Disney has been recreating their classic animated films in a live action format for newer generations over the past few years. Perhaps the most controversial one by far, “Aladdin,” released a few weeks ago to a lukewarm critical and audience reception.
Being a big Disney fan, it’s safe to say I take Aladdin more seriously than I probably should. Although even I will admit, it seems as if the public was against this movie before anyone had a chance to see it.
Between the disappointment behind Jasmine’s revamped outfit, Will Smith being nightmarishly blue, or worse not blue at all, there was no way for this movie to win. People were upset on either extreme, which brings me to my reasoning why this movie could not work.
Live action Disney movies will always be viewed in comparison with original. There’s no opportunity to stand alone. Such as the case with Will Smith’s voice. The genie has several iconic lines and songs throughout the movie and while Smith’s take was good, it will never be the same as Robin Williams, and by extension, it will be perceived as worse.
It’s ultimately easier to fall into the magic when this kind of story is animated. Animation indicates that none of it is real, and almost contradictorily, the audience can believe it more.
Disney animated movies become more about how they make you feel. CGI and real people remove that magic, making my experience too believable. This movie feels less like escapism, which is a large reason consumers, including me, love Disney.
Setting that intangible point aside, something that more blatantly bothered me were the character interpretations. It goes without saying that Disney found an incredibly talented, qualified cast. To no fault of their own, these actors simply didn’t fit my perceptions of the characters.

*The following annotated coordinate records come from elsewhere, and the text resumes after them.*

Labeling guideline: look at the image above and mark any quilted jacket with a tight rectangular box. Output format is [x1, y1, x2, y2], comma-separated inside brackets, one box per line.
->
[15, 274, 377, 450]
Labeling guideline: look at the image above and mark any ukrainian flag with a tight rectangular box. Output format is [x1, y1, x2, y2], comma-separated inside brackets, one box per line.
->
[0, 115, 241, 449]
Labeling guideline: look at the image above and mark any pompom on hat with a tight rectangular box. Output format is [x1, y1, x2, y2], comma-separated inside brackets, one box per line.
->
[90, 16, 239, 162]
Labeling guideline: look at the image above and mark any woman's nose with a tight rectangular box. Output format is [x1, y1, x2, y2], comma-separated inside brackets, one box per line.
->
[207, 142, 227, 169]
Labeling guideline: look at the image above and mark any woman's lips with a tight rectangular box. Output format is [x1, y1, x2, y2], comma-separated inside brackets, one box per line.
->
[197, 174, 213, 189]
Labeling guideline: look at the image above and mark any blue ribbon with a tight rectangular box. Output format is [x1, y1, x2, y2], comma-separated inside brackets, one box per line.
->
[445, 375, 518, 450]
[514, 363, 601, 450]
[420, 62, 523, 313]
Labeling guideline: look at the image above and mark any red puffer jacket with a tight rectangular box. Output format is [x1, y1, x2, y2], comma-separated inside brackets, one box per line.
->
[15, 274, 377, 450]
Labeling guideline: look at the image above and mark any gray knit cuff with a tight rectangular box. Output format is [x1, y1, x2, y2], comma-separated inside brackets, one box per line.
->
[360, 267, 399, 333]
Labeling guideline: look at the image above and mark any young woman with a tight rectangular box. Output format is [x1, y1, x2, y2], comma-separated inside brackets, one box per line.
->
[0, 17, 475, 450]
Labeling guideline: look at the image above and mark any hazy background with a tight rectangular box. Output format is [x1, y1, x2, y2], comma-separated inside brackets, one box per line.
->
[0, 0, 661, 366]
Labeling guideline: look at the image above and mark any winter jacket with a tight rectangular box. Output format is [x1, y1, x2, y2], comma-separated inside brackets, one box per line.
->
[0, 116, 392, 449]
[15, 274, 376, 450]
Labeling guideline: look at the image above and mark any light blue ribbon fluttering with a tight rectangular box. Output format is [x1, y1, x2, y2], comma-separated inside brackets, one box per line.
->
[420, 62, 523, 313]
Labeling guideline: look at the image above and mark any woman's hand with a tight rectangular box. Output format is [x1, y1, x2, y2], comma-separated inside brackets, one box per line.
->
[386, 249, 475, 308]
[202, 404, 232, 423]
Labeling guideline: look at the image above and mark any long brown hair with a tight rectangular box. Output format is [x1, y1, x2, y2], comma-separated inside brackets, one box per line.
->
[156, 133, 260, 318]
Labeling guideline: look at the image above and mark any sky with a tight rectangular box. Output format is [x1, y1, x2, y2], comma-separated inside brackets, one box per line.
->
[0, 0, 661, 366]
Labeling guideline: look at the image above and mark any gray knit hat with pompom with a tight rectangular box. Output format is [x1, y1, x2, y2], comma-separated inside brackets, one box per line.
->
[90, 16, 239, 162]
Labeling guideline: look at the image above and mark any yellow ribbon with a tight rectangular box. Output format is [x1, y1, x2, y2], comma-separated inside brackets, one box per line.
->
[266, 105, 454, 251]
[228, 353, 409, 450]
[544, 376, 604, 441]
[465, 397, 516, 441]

I felt no chemistry between Aladdin and Jasmine. If I had to pick a favorite character, it would have to be the magic carpet. That carpet was given more personality than anyone else, despite being entirely rendered by CGI.
The character I had the biggest qualm with was Jafar. The studio sucked everything scary about his character by substituting the aged, hard won experience with a youth crazed for power, which I couldn’t take as seriously.
Rather than being worried for Aladdin about what Jafar is willing to do to him, I had to hold myself back from laughing at this man-child trying to threaten forces far more powerful than himself.
I do appreciate the studio’s efforts to somewhat modernize the story, yet it was to the extent of trying too hard. Everything was so over the top and overacted. Going back to my point before, that problem didn’t exist in the original animated film, despite it having the same grandeur.
There were also several additions to the story, stretching the scope beyond the original. I personally didn’t enjoy the extra songs they added. I’m not against the idea of adding more music to the live action remakes, I would just expect them to be on par with the original songs and they were not.
There were also several unnecessary side plots that took away from the recognizable richness. Strangely, the story was reordered. Sometimes this helped clear up plot holes plaguing YouTube theorists for years. Most of the time, this further muddled the story.
They key word among all my thoughts is unnecessary. I didn’t need this movie because the animated one was already so iconic. Though, my criticism, as usual, makes it seem like I didn’t enjoy my experience,. In reality, I had a great time.
In short, “Aladdin” is a beautiful, hopeful story, regardless of the medium it’s presented in. However, if you are a purist for the original story, I would only caution you not to expect the most faithful or well done adaptation.